I would spend the day skiing out onto the frozen bay to get a closer look at the ice fishing huts dotting the horizon, the snow dashed with footprints and animal tracks. I watched kids play pick-up hockey on the lake, first shoveling huge drifts of snow aside to create a makeshift rink. I joined a modest crowd, the most people I had been around in months, to skate along the Rideau Canal, squinting into the sun. I would stay outside for as long as I could bear it in sub-zero temperatures to tire my body out and fill my lungs with cold air. I reveled in letting the wind burn my nose and cheeks and losing feeling in my fingers.

It became a compulsion for me, equal parts addictive and restorative.

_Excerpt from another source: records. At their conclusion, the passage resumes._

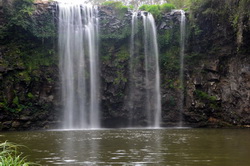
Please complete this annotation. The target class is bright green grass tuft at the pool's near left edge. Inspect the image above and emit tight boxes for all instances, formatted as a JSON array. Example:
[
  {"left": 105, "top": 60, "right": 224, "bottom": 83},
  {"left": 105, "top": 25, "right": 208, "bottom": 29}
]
[{"left": 0, "top": 141, "right": 39, "bottom": 166}]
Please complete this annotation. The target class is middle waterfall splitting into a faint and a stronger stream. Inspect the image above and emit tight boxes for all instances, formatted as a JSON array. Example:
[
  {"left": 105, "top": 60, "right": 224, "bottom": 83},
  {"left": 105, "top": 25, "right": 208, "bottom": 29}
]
[{"left": 129, "top": 12, "right": 161, "bottom": 127}]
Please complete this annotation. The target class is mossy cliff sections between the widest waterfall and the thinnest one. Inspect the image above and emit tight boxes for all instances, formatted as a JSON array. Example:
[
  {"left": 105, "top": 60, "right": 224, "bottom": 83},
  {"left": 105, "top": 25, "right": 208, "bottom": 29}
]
[{"left": 97, "top": 6, "right": 186, "bottom": 127}]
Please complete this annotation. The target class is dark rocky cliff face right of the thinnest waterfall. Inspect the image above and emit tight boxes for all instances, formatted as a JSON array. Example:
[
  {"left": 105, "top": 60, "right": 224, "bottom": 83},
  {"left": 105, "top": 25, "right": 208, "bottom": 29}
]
[{"left": 185, "top": 0, "right": 250, "bottom": 127}]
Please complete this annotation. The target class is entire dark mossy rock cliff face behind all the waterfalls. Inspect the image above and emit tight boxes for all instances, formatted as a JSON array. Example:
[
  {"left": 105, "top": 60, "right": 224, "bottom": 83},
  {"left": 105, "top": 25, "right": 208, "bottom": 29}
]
[{"left": 0, "top": 0, "right": 250, "bottom": 130}]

I would have loathed the cliché I had fallen prey to (“The Healing Powers of Nature”) if I wasn’t so busy delighting in it.

If too many days passed without an afternoon outside I would notice my jaw clenching and my eyesight flickering, physical reactions akin to bucking against the little set of windows that felt so restrictive. I would sneak away from work and hurtle myself headlong into the cold. A reacquainting was happening as I saw the home I had overlooked and dismissed when I was younger with fresh eyes. I knew I had to go back to Germany at some point, but all lockdowns being equal, I reasoned, why would I trade the four walls of my studio apartment for this feeling of expansiveness? I rebooked my flight once, and then again.

As an antidote to placelessness, Mud Lake is magic. Every day I carve the same path in the snow or sleet or slush, a straight shot down the road of the residential neighborhood where I grew up—once lined with bungalows, now increasingly lined with infills—where I cross a busy street to arrive at the gates of Mud Lake. Often left to my own devices, I don’t so much run as scamper and gambol and romp my way along the winding narrow paths. I greet the birds—sometimes chickadees, sometimes ducks, sometimes a robin or a wild turkey—and I repeat the newly-acquired names of the trees I see to myself. I look up and remember where I am.